Mr. BERGER. I mentioned one of the big advantages in my opening statements here. The revised barter program has changed this. In other words, we are talking about something where we finally saw what the real incentive was. The real incentive was that the exporting company who was shipping out our agricultural commodities. would take delivery from us before they had delivered any strategic

materials to us and sell the commodities as rapidly as they possibly could. In order to get the commodities the exporting company had only to furnish us with a letter of credit from a good sound American bank. It could buy such a letter of credit at much less than 1 percent, sometimes one-half of 1 percent to three-quarters of 1 percent. The exporting firm would get its money for the grain immediately, and then it would have the free use of this money until it delivered the strategic materials to us. There was the big advantage.

Mr. Poage. I can see the advantage to that exporter, but I don't see what advantage the Government got out of the deal.

Mr. BERGER. We didn't. That is why we decided that we needed to tighten up on this, Mr. Poage.

Mr. Albert. Except it was just another way to move more surplus commodities.

Mr. Poage. But they did not move any more surplus commodities?

Mr. BERGER. That is the question in my mind, personally. It possibly helped some.

Mr. ALBERT. You had two programs instead of one working.

Mr. BERGER. That is right. It gave exporters some opportunity to cut price a little on our agricultural commodities - abroad against competition. It may have given a little more freedom in working out foreign exchanges of different types of currencies that they were selling the commodities for and things of that kind.

Mr. Poage. It probably encouraged a few private citizens to get into the business and probably the more people in the business the more total you move.

Mr. HARVEY. Mr. Chairman, will you yield?

This involves an individual instance. If you will recall when we were in Bolivia and Chile there was a great deal of interest at that time in the extended and expanded use of the barter program so that those countries could sell more tin and copper. Now, I noticed in your list of strategic materials that we have acquired under this program that you did not mention Bolivia or Chile. Has there been any considerable increase in the amount of strategic materials coming to us from those countries because of the barter program?

Mr. RAWLINGS. In the case of Bolivia we have, first, taken no tin under the entire program. There was an agreement. First, the Government had a considerable quantity of tin on hand in the national stockpile. We have been confining ourselves to those materials needed for stockpiling.

Secondly, there was some type of Government arrangement whereby the smelter in Texas was receiving tin and having it smelted here. That production was going to the stockpile and the ODM did not put tin on the list. They did put it on once but at that time the market was not right and we did not go into barter acquisitions of tin.

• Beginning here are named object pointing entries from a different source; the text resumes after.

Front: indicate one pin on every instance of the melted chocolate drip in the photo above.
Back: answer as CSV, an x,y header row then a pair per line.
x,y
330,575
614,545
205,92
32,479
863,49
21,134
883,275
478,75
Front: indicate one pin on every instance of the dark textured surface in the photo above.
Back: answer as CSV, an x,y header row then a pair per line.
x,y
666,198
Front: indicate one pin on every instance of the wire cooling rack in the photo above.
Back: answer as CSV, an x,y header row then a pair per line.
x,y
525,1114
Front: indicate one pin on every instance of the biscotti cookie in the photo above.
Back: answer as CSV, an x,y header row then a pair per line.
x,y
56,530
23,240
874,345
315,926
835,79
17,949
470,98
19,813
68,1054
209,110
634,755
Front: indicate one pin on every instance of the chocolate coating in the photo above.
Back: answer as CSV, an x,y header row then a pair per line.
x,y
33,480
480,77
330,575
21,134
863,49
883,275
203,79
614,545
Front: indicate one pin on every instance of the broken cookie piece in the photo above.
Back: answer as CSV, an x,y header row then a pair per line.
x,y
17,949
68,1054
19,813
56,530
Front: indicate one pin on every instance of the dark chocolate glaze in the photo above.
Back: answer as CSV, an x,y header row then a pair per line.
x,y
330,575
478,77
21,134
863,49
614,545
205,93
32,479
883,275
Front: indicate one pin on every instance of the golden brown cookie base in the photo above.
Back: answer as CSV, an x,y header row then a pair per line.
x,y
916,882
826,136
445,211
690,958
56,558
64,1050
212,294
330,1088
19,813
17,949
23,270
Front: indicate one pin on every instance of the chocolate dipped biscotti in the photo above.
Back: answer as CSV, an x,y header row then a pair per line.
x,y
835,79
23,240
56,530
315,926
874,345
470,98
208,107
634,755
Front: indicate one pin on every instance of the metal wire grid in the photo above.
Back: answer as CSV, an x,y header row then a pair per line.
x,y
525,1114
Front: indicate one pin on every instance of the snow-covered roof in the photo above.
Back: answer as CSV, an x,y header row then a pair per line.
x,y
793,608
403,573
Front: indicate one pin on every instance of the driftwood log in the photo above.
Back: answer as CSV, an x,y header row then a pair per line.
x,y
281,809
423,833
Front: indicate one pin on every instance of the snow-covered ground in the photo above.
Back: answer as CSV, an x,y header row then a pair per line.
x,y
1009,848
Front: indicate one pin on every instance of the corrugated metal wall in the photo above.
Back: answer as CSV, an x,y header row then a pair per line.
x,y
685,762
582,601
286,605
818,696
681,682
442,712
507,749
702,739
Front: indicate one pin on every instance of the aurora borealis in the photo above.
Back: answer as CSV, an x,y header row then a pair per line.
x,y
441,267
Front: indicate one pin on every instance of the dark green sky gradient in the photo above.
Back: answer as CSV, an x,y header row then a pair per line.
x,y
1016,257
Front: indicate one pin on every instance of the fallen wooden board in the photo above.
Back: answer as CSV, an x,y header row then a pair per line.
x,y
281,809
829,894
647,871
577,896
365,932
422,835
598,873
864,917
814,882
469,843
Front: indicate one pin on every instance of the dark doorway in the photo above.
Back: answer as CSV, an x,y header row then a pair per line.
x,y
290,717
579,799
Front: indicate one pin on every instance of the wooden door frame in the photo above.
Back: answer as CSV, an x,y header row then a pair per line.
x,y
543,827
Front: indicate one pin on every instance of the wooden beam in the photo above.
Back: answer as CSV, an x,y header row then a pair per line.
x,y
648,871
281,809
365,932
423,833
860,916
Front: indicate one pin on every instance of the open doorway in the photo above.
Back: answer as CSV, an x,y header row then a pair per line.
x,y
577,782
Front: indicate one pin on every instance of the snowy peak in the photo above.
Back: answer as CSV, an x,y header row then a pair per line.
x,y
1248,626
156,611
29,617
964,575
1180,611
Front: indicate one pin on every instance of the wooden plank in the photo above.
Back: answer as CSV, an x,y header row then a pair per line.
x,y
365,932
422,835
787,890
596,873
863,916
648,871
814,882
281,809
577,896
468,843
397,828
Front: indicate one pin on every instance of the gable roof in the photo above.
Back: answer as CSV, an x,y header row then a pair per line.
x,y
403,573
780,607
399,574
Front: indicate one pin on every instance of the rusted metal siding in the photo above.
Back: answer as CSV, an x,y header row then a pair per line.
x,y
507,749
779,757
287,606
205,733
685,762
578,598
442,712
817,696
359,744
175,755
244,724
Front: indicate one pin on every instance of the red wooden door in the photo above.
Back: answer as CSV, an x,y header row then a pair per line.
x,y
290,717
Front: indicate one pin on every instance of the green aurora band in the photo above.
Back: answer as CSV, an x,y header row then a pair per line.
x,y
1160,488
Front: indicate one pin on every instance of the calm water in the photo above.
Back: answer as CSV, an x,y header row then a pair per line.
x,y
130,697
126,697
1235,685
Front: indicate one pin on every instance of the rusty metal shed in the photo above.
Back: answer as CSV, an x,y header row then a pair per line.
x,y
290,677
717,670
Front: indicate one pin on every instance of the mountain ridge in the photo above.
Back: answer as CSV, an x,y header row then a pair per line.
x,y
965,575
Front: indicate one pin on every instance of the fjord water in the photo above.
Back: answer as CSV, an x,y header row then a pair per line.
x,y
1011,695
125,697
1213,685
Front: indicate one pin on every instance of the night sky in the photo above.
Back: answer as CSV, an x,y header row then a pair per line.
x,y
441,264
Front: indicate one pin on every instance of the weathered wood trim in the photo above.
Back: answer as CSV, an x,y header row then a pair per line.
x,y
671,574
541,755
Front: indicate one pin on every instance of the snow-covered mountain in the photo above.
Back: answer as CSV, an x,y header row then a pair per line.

We did get a little lead from Bolivia. We have taken no copper except in the oxygen free, high conductivity type. That only came from Canada.

Mr. Poage. What agricultural products did we sell to Canada? We did not sell it to Canada, did we?

Mr. BERGER. It went some place else.

Mr. RAWLINGS. In the last few months some cotton could have moved to Canada but prior to that time there has been no agricultural commodity going to Canada.